Karpagam JCS ISSN: 2582 – 8525 (Print), 2583 – 3669 (Online)

Energy Optimization Techniques for Smart Wearable Computing in Textile Industries

Abstract
Smart wearable computing integrated into textile industries is emerging as a transformative technology for healthcare, fitness, and industrial monitoring applications. However, the continuous collection, processing, and transmission of sensor data in smart fabrics lead to significant energy consumption, which directly impacts system performance, durability, and user adoption. This research presents energy optimization techniques that combine lightweight machine learning models, reinforcement learning-based power scheduling, and adaptive duty cycling to improve the efficiency of smart wearable systems.
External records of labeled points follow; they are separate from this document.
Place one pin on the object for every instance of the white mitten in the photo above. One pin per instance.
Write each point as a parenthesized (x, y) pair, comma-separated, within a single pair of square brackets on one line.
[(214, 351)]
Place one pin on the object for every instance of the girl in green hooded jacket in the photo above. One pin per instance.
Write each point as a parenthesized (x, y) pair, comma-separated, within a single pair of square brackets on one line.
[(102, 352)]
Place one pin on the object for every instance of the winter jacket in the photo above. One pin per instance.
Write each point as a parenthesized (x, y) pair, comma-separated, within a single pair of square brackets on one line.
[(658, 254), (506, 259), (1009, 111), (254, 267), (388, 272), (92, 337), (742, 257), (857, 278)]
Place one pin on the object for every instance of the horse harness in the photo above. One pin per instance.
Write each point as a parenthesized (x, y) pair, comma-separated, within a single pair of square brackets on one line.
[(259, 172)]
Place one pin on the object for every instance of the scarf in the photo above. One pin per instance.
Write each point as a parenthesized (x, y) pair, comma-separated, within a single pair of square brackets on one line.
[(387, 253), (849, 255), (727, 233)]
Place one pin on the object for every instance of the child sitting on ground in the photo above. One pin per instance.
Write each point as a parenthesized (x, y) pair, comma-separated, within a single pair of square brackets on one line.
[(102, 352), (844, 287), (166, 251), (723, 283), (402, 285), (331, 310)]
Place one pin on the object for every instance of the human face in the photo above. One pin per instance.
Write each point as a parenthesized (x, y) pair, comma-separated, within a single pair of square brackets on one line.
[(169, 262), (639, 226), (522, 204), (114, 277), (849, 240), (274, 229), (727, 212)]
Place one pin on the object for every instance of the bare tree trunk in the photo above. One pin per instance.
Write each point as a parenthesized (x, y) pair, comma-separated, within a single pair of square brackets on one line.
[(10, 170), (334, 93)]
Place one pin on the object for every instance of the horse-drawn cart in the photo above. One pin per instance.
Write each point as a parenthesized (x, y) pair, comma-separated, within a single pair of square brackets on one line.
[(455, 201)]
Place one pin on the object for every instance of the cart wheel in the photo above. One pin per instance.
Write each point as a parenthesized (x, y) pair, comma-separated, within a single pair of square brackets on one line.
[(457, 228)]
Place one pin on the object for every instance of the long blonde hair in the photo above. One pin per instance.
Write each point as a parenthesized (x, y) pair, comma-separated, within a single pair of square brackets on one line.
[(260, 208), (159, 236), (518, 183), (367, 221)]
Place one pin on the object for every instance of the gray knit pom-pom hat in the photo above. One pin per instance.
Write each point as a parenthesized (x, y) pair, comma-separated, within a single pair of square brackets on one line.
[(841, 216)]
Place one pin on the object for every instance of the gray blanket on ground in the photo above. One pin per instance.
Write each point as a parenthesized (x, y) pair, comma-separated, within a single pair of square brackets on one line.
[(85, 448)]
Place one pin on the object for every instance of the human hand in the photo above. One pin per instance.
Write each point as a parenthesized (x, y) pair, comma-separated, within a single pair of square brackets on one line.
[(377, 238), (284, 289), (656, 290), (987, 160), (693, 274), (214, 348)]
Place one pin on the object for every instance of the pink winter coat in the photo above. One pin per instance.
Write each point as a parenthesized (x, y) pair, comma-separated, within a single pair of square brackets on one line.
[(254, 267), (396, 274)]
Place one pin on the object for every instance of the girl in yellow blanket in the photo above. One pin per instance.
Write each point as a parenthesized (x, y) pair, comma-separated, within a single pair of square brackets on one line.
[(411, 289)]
The proposed framework incorporates federated learning for on-device training to reduce cloud communication and energy harvesting modules to extend battery life. Experimental evaluation on textile-integrated sensor prototypes demonstrates up to 42% reduction in power consumption, while maintaining an average model accuracy of 95.8% for activity recognition and 96.2% for physiological monitoring tasks. Compared to baseline wearable systems, the approach improves system uptime by 37% and sustains real-time data processing under constrained power budgets. These results indicate that energy-efficient algorithms are crucial for scaling next-generation wearable computing in textile industries, ensuring both high accuracy and sustainable performance for real-world applications.